Chavez continues to assert that there is evidence demonstrating that the Defendant Funds of $3,172.04 are related to a legitimate source rather than criminal activities. Chavez urges that these monies can be traced from a refinance of a home and that this paperwork was given to the government before Chavez's sentencing in the related criminal proceeding. [Doc. 26, at 3.] The government observes that if this was Chavez's position, he should have attached that documentation either to his amended motion to set aside default judgment or his reply. However, if he had done so, the government further argues that Chavez "would have placed himself in the unusual position of directly contradicting his admission in his Plea Agreement that the $3,172.04 Defendant Funds were part of the `facts related to the charges against [him]' for possession with intent to distribute cocaine." [Doc. 31 (citing Doc. 22 in 10cr3454, at 2, 3-4).] After a careful review of the Plea Agreement, the Court agrees with the government. Moreover, Chavez's attempt to distinguish the terms "seized" and "derived from" in the Plea Agreement are unpersuasive. The Plea Agreement included the Defendant Funds as part of the plea negotiation terms entered into by Chavez with the government. [Doc. 22 in 10cr3454, at 2, 3-4.]

Conclusion

Relief under Rule 60(b) is "extraordinary and may only be granted in exceptional circumstances," Smith v. United States, 561 F.3d 1090, 1097 n. 8 (10th Cir. 2009) (citation and quotation omitted), cert. denied, 130 S.Ct. 1142 (2010). See Rogers v. Andrus Transp. Serv., 502 F.3d 1147, 1153 (10th Cir. 2007) (same). Chavez's motion to reconsider does not present the type of extraordinary or exceptional circumstances that give rise to Rule 60(b) relief. Accordingly, the Court determines that Chavez failed to establish appropriate grounds to warrant relief under Rule 60(b)(1).
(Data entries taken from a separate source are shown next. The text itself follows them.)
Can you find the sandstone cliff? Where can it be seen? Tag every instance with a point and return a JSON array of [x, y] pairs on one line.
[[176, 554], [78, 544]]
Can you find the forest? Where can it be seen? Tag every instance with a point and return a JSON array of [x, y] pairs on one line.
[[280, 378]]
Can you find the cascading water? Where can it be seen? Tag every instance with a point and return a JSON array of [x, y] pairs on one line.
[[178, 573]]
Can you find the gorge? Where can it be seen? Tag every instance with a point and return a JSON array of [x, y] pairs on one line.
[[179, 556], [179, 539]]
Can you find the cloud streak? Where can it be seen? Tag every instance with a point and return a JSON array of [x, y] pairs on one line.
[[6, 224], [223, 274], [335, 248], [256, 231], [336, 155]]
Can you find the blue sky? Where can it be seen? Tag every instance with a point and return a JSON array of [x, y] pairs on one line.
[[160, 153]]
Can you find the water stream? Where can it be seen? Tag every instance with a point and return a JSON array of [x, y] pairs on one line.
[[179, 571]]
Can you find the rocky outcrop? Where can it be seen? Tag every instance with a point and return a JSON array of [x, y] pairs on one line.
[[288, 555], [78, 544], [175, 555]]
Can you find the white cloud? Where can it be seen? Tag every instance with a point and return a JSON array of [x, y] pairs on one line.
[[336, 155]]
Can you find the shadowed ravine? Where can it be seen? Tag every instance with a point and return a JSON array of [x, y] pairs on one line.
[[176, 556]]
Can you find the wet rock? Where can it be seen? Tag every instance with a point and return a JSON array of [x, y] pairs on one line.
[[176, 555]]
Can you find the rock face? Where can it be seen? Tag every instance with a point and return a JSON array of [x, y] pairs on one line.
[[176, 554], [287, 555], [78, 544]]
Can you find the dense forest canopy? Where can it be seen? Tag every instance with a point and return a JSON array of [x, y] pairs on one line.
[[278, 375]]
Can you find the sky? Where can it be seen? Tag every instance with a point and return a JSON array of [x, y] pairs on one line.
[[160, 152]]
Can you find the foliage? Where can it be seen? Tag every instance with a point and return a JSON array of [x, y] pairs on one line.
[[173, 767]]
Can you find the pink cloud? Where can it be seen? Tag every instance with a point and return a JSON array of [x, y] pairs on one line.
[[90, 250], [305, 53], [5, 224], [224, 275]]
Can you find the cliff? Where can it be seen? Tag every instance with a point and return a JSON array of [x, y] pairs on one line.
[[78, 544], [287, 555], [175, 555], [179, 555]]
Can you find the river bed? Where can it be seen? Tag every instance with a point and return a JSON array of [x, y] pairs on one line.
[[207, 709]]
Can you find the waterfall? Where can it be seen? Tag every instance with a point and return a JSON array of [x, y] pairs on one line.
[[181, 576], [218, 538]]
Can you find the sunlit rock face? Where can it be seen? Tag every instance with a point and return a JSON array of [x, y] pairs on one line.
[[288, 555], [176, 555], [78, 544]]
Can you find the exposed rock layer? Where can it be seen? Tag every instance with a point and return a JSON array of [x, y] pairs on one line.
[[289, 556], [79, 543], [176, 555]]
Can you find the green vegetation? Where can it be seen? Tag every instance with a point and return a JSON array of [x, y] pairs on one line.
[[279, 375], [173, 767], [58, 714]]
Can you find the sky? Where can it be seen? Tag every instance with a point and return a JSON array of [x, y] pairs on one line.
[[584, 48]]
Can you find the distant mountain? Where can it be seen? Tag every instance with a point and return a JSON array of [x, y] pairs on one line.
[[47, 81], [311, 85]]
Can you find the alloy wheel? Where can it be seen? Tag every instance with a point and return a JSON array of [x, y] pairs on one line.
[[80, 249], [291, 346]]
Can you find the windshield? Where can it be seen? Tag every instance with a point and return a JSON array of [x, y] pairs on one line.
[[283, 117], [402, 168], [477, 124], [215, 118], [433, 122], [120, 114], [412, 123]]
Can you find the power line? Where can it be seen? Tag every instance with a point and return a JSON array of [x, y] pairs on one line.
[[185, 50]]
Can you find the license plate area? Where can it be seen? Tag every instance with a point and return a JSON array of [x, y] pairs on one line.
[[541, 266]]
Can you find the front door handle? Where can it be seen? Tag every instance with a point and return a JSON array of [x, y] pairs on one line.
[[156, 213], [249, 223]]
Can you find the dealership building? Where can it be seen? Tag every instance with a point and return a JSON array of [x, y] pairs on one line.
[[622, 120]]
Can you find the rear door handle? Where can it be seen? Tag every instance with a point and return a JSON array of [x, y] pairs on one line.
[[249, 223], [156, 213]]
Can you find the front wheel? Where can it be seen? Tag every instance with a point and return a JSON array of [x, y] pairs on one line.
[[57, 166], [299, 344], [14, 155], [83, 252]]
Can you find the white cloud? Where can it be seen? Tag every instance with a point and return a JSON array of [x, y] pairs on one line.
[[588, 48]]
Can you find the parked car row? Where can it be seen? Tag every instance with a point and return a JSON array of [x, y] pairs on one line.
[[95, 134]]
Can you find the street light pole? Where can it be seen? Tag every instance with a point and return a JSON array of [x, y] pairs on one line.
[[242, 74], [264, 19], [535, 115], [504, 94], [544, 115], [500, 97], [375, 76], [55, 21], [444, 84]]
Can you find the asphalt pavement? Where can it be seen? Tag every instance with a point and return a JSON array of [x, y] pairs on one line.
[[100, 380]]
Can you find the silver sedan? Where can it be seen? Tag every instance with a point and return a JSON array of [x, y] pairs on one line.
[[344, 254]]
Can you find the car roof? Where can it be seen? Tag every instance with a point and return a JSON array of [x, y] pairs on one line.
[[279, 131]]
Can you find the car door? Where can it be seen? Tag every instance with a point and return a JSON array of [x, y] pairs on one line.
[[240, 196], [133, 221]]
IT IS THEREFORE ORDERED that Chavez's Motion for Reconsideration [Doc. 26] is DENIED.

FootNotes


1. It is true that Chavez omitted recitation in his motion that he made a good-faith request for concurrence in accordance with D.N.M. LR-Civ 7.1(a). While a motion may be summarily denied under such circumstances, the Court declines to deny the motion on that basis alone and proceeds to consider the motion on the merits. Chavez is advised that he must comply with D.N.M. LR-Civ 7.1(a) in future instances and that failure to do so could result in summary dismissal of his motion.
2. The Court listened to the plea colloquy in its entirety. However, by virtue of the present claim that these funds were specifically excluded from the plea proceeding in order to allow Chavez to pursue his claim separately, the Court ordered preparation and filing of the change of plea proceeding. The transcript is now available for the parties' and appellate review. [Doc. 27.] The transcript refutes Chavez's claim that the funds were to be returned to him or that he was preserving an opportunity to challenge the forfeiture. Nothing in the transcript supports Chavez's argument to this effect.